Drug Metab Pharmacokinet. 2010;25(5):418-29. doi: 10.2133/dmpk.dmpk-10-rg-017. Epub 2010 Sep 30.
The pharmacokinetics and pharmacodynamics (PK/PD) of inhaled insulin in humans have not been modeled previously. We rationalized a model for the effects of inhaled insulin on glucose infusion rate during a euglycemic clamp study based on the mechanism of insulin action and compared parameter estimates between subcutaneous and inhaled insulin in healthy and diabetic subjects. Published data from two studies in 11 healthy volunteers and 18 type 1 diabetes patients were digitized. The subjects received four different doses of inhaled insulin and one or three different doses subcutaneously at the start of a 10 h glucose clamp. All data were modeled simultaneously using NONMEM VI. Insulin pharmacokinetics were described by a one-compartment model with one (inhaled) or two (subcutaneous insulin) first-order absorption processes and first-order elimination. Insulin effects on glucose were described by an indirect response model. A biophase direct effect equation for the glucose infusion rate was implemented. Pharmacodynamic parameter estimates were 15.1 mg/min/kg for maximal glucose infusion rate (GIR(max)) and 88.0 mIU/L for SC(50) for diabetic patients and 62.9 mIU/L for healthy subjects. A PK/PD model based on fundamental principles of insulin action and glucose turnover suggests comparable potencies of inhaled and subcutaneous insulin.

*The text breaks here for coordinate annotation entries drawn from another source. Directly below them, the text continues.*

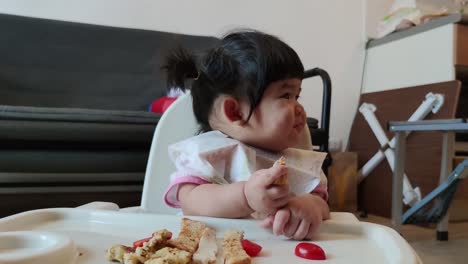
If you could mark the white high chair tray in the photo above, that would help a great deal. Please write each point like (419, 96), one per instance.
(93, 231)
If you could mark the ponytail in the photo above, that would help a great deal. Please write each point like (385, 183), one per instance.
(180, 65)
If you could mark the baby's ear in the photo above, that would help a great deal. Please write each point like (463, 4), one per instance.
(232, 109)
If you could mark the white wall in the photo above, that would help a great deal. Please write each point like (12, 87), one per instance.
(375, 11)
(326, 33)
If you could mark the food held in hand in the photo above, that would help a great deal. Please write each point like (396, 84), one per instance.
(283, 179)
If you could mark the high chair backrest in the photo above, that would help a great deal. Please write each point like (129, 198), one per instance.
(176, 124)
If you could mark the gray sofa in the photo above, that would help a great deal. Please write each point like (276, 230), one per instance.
(74, 120)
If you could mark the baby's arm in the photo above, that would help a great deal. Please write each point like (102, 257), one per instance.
(301, 218)
(214, 200)
(238, 199)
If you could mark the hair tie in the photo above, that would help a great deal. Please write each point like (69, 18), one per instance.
(198, 76)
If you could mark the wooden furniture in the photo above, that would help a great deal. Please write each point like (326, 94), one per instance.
(423, 155)
(448, 129)
(434, 52)
(427, 54)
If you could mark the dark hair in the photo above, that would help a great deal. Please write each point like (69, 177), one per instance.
(242, 65)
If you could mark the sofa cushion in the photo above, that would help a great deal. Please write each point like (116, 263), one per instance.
(52, 63)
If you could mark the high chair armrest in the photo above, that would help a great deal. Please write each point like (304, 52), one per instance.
(100, 206)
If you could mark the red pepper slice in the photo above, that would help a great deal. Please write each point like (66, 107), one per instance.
(309, 251)
(139, 243)
(252, 249)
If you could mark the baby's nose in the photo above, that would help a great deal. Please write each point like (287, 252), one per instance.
(299, 109)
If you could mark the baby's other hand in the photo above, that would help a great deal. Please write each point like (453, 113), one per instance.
(300, 219)
(262, 195)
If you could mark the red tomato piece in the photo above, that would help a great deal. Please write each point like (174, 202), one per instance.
(309, 251)
(139, 243)
(252, 249)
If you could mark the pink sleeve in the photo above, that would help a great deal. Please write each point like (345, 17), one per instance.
(171, 194)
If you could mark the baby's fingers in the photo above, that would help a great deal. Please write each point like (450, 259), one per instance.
(278, 192)
(302, 230)
(281, 219)
(268, 222)
(273, 173)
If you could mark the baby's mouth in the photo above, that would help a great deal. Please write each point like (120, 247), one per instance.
(299, 126)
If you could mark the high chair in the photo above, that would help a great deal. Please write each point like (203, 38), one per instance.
(92, 230)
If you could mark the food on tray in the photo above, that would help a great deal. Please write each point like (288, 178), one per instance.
(117, 252)
(309, 251)
(207, 248)
(196, 244)
(283, 179)
(252, 249)
(189, 235)
(169, 255)
(232, 248)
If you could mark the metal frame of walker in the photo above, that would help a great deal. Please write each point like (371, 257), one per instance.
(432, 103)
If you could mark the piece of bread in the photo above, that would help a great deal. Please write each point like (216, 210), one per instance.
(117, 252)
(189, 235)
(158, 240)
(170, 255)
(207, 248)
(283, 179)
(232, 248)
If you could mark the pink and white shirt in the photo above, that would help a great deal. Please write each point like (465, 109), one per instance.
(213, 157)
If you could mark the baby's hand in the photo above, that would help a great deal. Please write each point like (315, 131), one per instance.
(300, 219)
(262, 195)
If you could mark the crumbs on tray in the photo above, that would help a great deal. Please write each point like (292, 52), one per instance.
(195, 244)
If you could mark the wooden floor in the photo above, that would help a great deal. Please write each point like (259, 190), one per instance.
(431, 251)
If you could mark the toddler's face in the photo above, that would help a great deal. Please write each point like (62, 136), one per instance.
(279, 119)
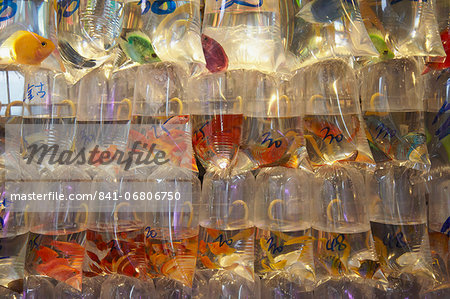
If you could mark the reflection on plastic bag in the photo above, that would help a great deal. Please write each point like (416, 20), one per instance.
(161, 31)
(393, 112)
(248, 31)
(23, 39)
(407, 27)
(333, 127)
(324, 29)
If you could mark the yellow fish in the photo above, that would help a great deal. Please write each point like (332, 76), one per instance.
(28, 48)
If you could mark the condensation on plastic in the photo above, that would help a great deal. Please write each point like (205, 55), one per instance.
(216, 102)
(322, 29)
(248, 31)
(343, 246)
(272, 129)
(282, 219)
(172, 231)
(391, 95)
(161, 113)
(333, 127)
(226, 217)
(167, 31)
(398, 217)
(88, 31)
(49, 110)
(28, 34)
(104, 110)
(437, 120)
(408, 28)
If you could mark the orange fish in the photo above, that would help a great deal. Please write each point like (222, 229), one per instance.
(46, 254)
(28, 47)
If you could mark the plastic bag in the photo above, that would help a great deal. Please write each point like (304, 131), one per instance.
(392, 106)
(248, 32)
(160, 118)
(166, 31)
(272, 127)
(343, 247)
(28, 34)
(407, 28)
(88, 31)
(327, 28)
(333, 127)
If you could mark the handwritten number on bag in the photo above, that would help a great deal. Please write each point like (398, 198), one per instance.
(240, 2)
(273, 246)
(156, 7)
(338, 137)
(4, 6)
(223, 241)
(337, 243)
(150, 233)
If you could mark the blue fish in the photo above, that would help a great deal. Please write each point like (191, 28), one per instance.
(323, 11)
(446, 227)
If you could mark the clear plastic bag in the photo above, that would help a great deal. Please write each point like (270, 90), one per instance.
(226, 238)
(344, 252)
(160, 117)
(333, 127)
(217, 118)
(283, 244)
(88, 31)
(28, 34)
(172, 231)
(391, 94)
(407, 28)
(167, 31)
(327, 28)
(398, 220)
(272, 127)
(247, 32)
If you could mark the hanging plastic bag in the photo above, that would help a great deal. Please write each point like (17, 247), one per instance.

在人类中,吸入性胰岛素的药代动力学和药效学(PK/PD)以前尚未建模。我们基于胰岛素作用的机制,为吸入性胰岛素对正常血糖钳夹研究中葡萄糖输注率的影响建立了一个模型,并比较了健康和糖尿病受试者中皮下和吸入性胰岛素的参数估计值。从 11 名健康志愿者和 18 名 1 型糖尿病患者的两项研究中获取已发表的数据并进行数字化。受试者在 10 小时的葡萄糖钳夹开始时接受了四种不同剂量的吸入性胰岛素和一种或三种不同剂量的皮下胰岛素。使用 NONMEM VI 同时对所有数据进行建模。胰岛素药代动力学采用一室模型描述,具有一个(吸入)或两个(皮下胰岛素)一级吸收过程和一级消除过程。胰岛素对葡萄糖的作用通过间接反应模型进行描述。实施了用于葡萄糖输注率的双相直接效应方程。药效学参数估计值为:糖尿病患者的最大葡萄糖输注率(GIR(max))为 15.1 mg/min/kg,SC(50)为 88.0 mIU/L,健康受试者为 62.9 mIU/L。基于胰岛素作用和葡萄糖周转的基本原理的 PK/PD 模型表明,吸入性胰岛素和皮下胰岛素的效能相当。